問題になるのは売上を増やすために商品をたくさん仕入れた後の在庫が、なかなか売れない不良在庫になることだ。では不良在庫とは一体どういうものなのか。よく売れていても在庫をたくさん持ちすぎていれば、それは不良在庫ではないか()。逆に、なかなか売れなくても在庫の数が少なければ不良在庫と見做さなくても良いのではないか()。はたまた、売れ筋商品と死に筋商品(不良在庫)の二択ではなく、その中間に位置する商品もあるのではないか()。

売上増加と在庫削減という「矛盾」を対話させると、前述のように色々とアイデアが出てくる。まず①の商品は、時間の経過とともに気付かないうちに売れ行きが鈍り、「不良在庫」だと気付いた時には既に手遅れになっていると想像がつく。
➁の商品は、急いで在庫処分をする必要がないことが分かるだろう。そして➂は、販促をテコ入れすれば売れ行きが向上するのではないかと考えられる。

ここで①➁➂それぞれに適切な手を打てば、在庫を減らしながら売上をつくることができる。従来は、売上をつくるにはひたすら売れ筋商品を仕入れるしかなかったから、在庫がどんどん積み上がっていた。しかし、矛盾の止揚によって、いま手元にある在庫を使って売上を立てるという行動が生まれた。これは弁証法的な思考によって売り方が発展したということに他ならない。

弁証法を実践し倒産危機を回避

ただし、こうした発展型の売り方を実践するには、全ての在庫データを品番あるいはSKU単位で管理し見える化する必要がある。
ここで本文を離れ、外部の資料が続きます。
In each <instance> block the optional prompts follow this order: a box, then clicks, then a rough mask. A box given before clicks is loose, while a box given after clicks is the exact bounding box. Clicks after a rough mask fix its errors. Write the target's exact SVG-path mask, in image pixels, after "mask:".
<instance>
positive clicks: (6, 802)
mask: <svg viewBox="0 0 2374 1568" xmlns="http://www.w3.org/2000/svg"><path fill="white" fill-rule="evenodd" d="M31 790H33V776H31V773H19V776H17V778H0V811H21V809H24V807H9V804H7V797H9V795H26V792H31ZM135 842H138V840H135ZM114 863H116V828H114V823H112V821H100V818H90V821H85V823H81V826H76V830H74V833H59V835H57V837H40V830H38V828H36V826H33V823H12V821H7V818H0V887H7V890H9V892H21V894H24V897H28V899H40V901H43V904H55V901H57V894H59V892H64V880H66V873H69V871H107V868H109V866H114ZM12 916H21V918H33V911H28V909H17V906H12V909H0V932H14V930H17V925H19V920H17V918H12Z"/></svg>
この見える化はDXで可能になると言っていいだろう。

それを既に実践している事業者があった。このZaikology Newsを運営するフルカイテン株式会社の代表、瀬川直寛はかつて子供服EC事業を手がけていたが、在庫過多で倒産危機に3度も直面した。

瀬川は在庫まみれになりながらもエクセルを駆使して前述の手法を実践し、果てにはシステムを作り上げた。それがFULL KAITENだ。本人は弁証法を用いたという自覚はなく、段ボール箱で積み上がった在庫を何とかしないと倒産するというやむにやまれぬ事情から実行したようだが、間違いなく在庫問題の解決においてアウフヘーベン(止揚)が起こったのだ。

ちなみに瀬川が起こしたアウフヘーベンは下記リンクの記事で詳述している。

田坂氏の弁によれば、弁証法では「対立するものは互いに似てくる」と考える。物事は互いに対立する物事の相互浸透により発展するからだ。小売業でいえば、「売上増加」と「在庫削減」は対立しているように見えるが、両社を統合すれば小売経営はさらに発展する。

最後に、弁証法には他に4つの発展の法則があるので紹介したい。

 1. 螺旋的発展
 2. 否定の否定による発展
 3. 量から質への転化による発展
 4. 競い合うものの相互浸透による発展

このうち①について補足する。物事は進歩・発展と復活・復古が同時に起こるということを意味する。つまり右肩上がりに一直線に発展するのではなく、あたかも螺旋階段を上るようにして進歩・発展していく。

螺旋階段を上る人を真上から見ると、1周して元の位置に戻ってくるように見える。しかし横から見れば、確実に階段を上っている。例えば、合理的でないとして消えた「競り」が、ネットオークションとしてさらに便利になって戻ってきた。江戸時代の自律学習のインフラだった寺子屋は、e-ラーニングとして復活している。

弁証法によって、新たな世界が拓けてくるのではないだろうか。